Josephine put down her coffee cup. “In fact, today I’m going to the church. We’re sending off love packages to the front. And I’m sure Papa would appreciate your drawings in the package, along with the bottle of strawberry soda, his wrist warmers, and the chocolate bars.”

The children stared at her.

“Well, go get them.”

Franz and Vicki returned with their drawings. All children had been instructed to draw a picture for the front. The schoolmasters encouraged the use of bright colors and cheering images, such as an idyllic farm, a tranquil lake, a family reunited.

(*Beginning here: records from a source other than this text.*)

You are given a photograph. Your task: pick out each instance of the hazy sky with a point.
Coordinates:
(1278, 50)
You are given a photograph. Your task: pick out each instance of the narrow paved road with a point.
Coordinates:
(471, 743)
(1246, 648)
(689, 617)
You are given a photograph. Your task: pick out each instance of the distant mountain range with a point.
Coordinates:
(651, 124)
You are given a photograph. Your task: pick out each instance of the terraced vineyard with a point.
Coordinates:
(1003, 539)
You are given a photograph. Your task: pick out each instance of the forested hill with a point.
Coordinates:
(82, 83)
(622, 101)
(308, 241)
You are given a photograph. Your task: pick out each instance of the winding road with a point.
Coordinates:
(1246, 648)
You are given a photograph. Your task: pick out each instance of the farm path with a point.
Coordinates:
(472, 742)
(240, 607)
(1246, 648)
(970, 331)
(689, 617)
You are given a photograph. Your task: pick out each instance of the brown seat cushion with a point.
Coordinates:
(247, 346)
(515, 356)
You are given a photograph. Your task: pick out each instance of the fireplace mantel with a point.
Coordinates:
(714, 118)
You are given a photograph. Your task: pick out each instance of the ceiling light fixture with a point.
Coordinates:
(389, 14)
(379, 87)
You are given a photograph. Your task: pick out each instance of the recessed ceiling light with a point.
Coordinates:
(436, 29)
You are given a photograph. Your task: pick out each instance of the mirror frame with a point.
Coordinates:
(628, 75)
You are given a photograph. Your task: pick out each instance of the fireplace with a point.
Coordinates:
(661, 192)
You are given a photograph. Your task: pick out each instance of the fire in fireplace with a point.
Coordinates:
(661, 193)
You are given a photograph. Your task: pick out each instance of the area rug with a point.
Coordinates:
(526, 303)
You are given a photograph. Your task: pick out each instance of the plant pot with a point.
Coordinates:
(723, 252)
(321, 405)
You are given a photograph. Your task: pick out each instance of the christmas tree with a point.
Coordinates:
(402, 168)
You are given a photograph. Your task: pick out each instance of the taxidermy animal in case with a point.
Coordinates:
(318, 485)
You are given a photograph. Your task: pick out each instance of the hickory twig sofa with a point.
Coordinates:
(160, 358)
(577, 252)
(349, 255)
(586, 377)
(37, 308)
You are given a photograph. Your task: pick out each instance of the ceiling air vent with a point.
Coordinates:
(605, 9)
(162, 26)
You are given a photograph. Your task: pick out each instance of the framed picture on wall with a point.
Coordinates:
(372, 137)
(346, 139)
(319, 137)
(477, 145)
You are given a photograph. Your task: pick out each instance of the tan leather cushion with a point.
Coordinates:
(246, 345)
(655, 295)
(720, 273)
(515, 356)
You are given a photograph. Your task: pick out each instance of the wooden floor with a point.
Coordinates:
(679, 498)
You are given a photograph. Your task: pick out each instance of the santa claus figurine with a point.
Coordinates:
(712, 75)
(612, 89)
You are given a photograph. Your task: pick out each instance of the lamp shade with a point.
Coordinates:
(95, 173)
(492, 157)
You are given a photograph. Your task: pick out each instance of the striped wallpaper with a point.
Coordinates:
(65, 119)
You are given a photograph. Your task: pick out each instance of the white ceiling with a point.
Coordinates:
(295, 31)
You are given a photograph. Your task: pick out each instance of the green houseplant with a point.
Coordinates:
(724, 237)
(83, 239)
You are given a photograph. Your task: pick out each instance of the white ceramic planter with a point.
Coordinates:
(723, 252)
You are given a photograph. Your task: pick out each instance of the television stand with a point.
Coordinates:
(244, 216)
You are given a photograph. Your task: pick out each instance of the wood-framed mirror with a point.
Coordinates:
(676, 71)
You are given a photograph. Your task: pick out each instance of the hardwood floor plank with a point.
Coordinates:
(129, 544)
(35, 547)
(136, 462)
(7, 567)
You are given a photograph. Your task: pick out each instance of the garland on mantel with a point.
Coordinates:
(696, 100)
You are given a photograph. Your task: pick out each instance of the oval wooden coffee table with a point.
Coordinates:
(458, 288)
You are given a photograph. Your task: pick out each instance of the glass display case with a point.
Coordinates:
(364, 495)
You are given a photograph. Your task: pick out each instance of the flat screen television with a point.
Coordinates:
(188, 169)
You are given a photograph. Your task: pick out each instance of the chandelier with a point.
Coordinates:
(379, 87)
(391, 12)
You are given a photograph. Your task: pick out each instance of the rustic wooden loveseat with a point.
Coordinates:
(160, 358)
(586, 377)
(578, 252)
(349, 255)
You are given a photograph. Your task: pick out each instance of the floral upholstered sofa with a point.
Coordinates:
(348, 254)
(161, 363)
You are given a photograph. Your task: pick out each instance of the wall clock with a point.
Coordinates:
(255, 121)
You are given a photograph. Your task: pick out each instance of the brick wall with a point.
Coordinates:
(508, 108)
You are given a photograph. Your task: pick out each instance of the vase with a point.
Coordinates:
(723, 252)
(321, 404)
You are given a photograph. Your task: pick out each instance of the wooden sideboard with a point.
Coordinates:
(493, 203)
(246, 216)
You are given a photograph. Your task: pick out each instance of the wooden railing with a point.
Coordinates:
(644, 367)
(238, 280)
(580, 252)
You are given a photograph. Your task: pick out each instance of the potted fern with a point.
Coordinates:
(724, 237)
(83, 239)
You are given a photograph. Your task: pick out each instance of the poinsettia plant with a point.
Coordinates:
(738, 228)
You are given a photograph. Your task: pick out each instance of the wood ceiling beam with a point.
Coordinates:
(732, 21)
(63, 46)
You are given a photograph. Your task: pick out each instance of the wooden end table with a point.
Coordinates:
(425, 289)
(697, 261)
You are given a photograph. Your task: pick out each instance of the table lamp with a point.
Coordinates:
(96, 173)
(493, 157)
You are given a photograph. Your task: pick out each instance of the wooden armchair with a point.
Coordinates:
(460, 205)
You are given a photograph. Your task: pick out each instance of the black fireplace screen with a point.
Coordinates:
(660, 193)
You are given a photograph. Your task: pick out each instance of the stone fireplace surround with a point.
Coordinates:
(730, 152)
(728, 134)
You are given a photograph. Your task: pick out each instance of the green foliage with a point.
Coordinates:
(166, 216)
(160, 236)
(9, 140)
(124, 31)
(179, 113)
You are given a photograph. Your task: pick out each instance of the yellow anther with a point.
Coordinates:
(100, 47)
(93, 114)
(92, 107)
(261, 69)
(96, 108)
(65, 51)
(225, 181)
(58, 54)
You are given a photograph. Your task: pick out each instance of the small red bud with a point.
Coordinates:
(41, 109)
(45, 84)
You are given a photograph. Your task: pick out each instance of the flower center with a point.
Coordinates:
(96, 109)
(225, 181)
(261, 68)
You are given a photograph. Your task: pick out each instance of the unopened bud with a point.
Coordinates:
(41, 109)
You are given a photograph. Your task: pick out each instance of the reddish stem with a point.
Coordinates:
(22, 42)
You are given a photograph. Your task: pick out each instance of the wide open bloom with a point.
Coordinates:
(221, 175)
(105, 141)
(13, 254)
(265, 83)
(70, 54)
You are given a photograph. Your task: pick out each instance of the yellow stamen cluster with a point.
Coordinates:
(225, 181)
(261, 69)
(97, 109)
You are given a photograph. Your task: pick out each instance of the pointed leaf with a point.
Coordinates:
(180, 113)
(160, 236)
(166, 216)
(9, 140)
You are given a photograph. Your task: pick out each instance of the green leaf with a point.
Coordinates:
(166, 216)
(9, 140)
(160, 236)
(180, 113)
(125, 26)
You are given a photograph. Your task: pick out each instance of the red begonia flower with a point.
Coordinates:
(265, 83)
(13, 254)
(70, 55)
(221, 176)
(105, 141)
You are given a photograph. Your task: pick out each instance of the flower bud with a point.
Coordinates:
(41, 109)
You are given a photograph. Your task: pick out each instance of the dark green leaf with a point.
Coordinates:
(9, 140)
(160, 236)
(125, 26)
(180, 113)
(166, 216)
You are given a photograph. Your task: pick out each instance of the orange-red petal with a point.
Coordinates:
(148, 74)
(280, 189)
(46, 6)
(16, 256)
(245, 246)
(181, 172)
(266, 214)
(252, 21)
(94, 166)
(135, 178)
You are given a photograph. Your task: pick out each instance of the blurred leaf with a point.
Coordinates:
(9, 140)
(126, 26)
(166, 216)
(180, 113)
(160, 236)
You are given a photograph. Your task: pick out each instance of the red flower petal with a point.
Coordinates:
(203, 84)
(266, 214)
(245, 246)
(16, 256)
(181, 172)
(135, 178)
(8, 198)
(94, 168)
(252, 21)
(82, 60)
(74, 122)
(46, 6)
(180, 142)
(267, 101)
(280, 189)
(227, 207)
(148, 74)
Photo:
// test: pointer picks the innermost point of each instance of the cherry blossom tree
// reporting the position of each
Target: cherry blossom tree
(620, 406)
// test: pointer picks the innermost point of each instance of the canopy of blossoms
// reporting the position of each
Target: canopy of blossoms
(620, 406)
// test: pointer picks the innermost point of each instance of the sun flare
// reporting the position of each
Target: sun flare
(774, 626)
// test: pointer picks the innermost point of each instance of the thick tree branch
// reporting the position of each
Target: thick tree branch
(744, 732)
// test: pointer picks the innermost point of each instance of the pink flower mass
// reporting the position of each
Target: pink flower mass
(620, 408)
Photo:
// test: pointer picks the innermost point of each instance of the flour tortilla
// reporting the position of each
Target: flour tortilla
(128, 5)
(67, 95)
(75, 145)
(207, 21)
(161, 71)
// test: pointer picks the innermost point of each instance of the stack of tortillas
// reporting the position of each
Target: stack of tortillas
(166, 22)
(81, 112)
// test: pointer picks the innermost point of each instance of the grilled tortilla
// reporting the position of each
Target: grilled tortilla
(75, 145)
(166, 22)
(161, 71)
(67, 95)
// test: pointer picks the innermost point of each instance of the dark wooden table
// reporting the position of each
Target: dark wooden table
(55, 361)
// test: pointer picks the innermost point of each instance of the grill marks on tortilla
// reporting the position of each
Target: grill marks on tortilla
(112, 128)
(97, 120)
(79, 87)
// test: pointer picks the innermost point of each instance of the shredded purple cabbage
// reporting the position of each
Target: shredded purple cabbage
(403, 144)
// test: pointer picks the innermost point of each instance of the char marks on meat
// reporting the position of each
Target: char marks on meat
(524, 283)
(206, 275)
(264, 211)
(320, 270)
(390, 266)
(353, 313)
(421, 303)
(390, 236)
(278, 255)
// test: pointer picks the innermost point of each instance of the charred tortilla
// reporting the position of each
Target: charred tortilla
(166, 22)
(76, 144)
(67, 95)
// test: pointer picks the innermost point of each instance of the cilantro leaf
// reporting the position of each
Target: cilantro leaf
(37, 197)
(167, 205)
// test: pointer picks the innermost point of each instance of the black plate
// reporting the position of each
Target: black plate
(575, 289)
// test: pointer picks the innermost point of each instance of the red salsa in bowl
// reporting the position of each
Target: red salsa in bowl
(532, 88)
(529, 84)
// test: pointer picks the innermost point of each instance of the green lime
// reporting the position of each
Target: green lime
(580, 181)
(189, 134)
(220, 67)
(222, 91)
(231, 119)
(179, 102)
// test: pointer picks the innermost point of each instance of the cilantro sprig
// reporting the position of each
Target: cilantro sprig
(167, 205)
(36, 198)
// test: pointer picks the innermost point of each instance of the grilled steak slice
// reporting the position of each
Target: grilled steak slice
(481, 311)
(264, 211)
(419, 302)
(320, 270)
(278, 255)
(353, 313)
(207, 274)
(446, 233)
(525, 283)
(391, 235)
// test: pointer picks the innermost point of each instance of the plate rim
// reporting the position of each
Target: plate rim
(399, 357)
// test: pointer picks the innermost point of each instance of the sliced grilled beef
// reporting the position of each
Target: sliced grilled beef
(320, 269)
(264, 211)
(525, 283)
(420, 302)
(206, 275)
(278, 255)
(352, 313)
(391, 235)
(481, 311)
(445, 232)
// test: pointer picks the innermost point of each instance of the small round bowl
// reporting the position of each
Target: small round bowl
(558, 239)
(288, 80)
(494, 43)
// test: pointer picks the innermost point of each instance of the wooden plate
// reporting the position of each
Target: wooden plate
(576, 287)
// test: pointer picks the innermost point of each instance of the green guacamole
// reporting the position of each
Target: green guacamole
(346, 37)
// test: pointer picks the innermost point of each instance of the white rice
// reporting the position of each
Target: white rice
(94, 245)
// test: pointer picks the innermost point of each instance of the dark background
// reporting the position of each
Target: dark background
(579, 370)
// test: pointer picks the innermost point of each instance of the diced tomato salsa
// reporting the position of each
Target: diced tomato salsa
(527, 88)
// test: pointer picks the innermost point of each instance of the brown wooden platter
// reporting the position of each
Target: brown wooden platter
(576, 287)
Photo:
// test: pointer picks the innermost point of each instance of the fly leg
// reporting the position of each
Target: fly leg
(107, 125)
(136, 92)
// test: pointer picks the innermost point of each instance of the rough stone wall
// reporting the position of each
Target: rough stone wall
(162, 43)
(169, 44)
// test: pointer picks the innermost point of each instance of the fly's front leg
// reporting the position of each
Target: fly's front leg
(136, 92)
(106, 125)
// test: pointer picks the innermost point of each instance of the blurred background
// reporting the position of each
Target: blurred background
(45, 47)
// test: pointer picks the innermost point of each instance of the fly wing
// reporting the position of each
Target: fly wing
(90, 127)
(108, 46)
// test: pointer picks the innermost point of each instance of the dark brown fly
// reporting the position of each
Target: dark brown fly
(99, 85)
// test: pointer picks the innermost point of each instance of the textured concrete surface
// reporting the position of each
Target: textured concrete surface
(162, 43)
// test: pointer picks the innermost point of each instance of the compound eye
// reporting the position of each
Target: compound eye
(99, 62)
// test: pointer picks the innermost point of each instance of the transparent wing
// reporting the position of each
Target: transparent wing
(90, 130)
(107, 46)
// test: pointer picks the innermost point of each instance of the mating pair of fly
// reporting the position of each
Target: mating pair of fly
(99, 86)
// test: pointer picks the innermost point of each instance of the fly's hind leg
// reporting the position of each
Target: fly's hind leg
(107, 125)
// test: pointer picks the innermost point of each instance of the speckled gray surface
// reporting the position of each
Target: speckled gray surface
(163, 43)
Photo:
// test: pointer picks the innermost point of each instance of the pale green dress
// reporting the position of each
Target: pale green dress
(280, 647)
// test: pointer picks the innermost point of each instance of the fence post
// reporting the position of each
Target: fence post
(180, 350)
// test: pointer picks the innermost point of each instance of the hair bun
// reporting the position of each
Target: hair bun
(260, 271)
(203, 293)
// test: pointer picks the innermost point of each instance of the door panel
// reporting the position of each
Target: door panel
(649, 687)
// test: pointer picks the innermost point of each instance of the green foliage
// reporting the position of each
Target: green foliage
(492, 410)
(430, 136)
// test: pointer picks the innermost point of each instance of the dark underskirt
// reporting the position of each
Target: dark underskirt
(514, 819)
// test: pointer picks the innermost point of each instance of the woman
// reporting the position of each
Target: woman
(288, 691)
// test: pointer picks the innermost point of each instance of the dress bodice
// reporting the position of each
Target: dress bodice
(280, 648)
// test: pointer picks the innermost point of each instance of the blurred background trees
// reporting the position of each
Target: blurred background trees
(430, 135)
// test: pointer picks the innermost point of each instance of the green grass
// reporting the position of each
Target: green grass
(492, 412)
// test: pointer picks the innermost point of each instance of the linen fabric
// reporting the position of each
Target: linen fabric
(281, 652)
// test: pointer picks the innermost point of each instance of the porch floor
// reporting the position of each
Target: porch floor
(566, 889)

Franz proudly unrolled his drawing of the Red Baron’s plane shooting down English soldiers, whose heads lolled off their stick necks. Large teardrops of blood ruptured from their hanging limbs. He had included a ring of fire encircling the picture, and off to the side a large cannonball exploded inside an English family’s farmhouse. Two cows were blown open by bombs, along with the desecration of three pigs, whose spotted pink bodies were blasted into the air, their hoofs nearly touching the wing of the red airplane. “You’ll send it to Papa?”